Wednesday, May 12, 2021

Moscow’s Plan to Deport Illegal Immigrants Threatens Their Countries with Higher Unemployment, Increased Poverty and Intensified Border Conflicts

Paul Goble

            Staunton, May 10 – Many immigrants who have been working in Russia have already returned home because of the pandemic, but now the Russian government plans beginning on June 15 to begin deporting illegal immigrants, a program it had suspended over the last year. The numbers of people involved are massive, and the problems their return will cause enormous.

            The Russian interior ministry says there are currently 332,000 illegals from Uzbekistan, 247,000 from Tajikistan, 152,000 from Ukraine, 120,000 from Azerbaijan, 115,000 from Kyrgyzstan, 61,000 from Armenia, 56,000 from Moldova and 49,000 from Kazakhstan (

            Their return will push up unemployment in those countries, increase poverty because of the end of transfer payments, and spark conflicts between these countries and their neighbors because those who can’t find work in their own country will seek it elsewhere. These problems are likely to hit Central Asia hardest because that is where the largest numbers are involved.

            Irina Bolbot of the Rhythm of Eurasia portal surveys what the situation now is in Uzbekistan and Kyrgyzstan because of returning migrant workers and discusses how the situation is likely to deteriorate after Moscow sends still more home (

            Tashkent, she reports, says 500,000 Uzbeks have already returned home since the pandemic began, pushing up unemployment, increasing poverty because there are no more transfer payments, and leading returnees who can’t find work to seek it in neighboring countries, especially Kyrgyzstan, sparking tensions in border regions there.

            The situation with regard to returning migrant workers is equally or even more dire, and the arrival of Uzbeks who had been working in Russia has made the situation even worse, especially since a large but unknown share of them are working in the shadow economy, taking jobs from Kyrgyz, and not paying taxes.

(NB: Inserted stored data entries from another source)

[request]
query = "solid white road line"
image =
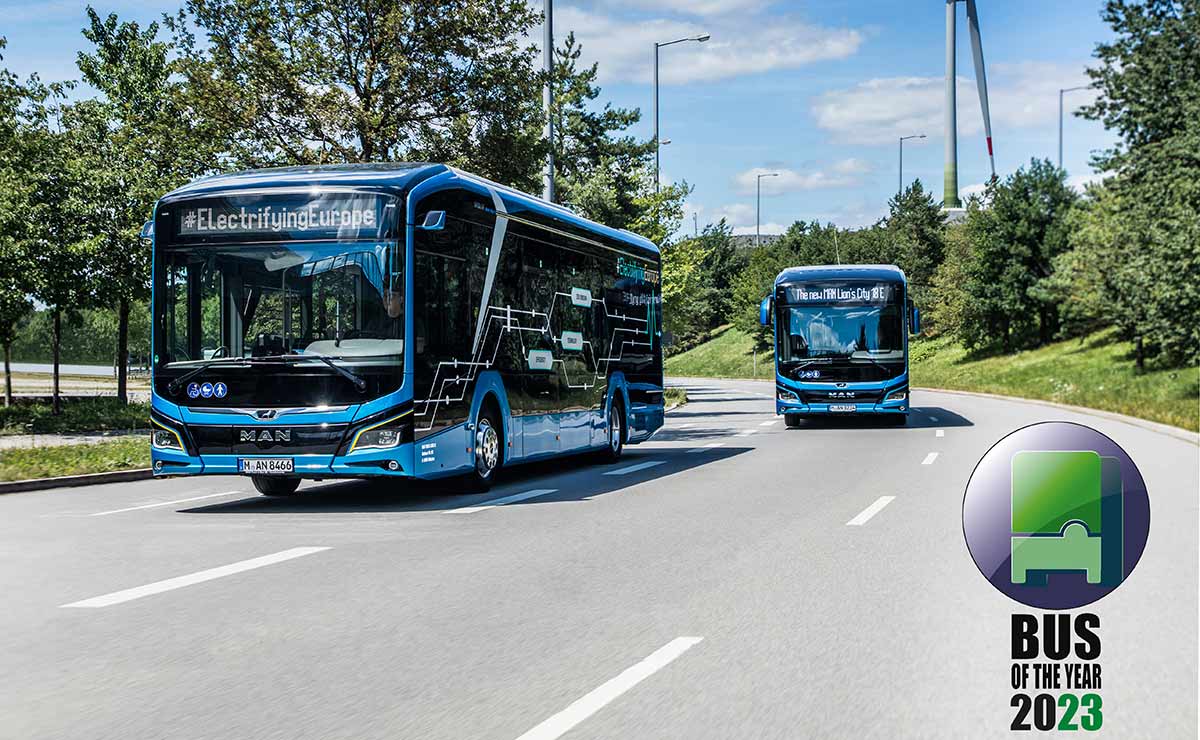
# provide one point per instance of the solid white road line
(599, 697)
(195, 498)
(648, 463)
(870, 511)
(508, 499)
(171, 584)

            Bolbot says that the problems are concentrated in the already tense border regions. Uzbeks living near the border are more likely to cross into Kyrgyzstan, and Kyrgyz employers in border regions are more likely to offer them jobs. Only a relative few come from or move deeper into the interior of these countries.

            But these problems aren’t limited to Uzbekistan and Kyrgyzstan. Ildar Korabayev, a Bishkek sociologist, says that “the mass expulsion of illegal migrants has essentially hit the economic situation not only in individual countries of the region but also the situation in Central Asia as a whole.”

            And he and other experts warn that all of these problems are going to get worse after June 15, increasing tensions among the countries of the region and making the resolution of many disputes, including those involving borders, even more difficult.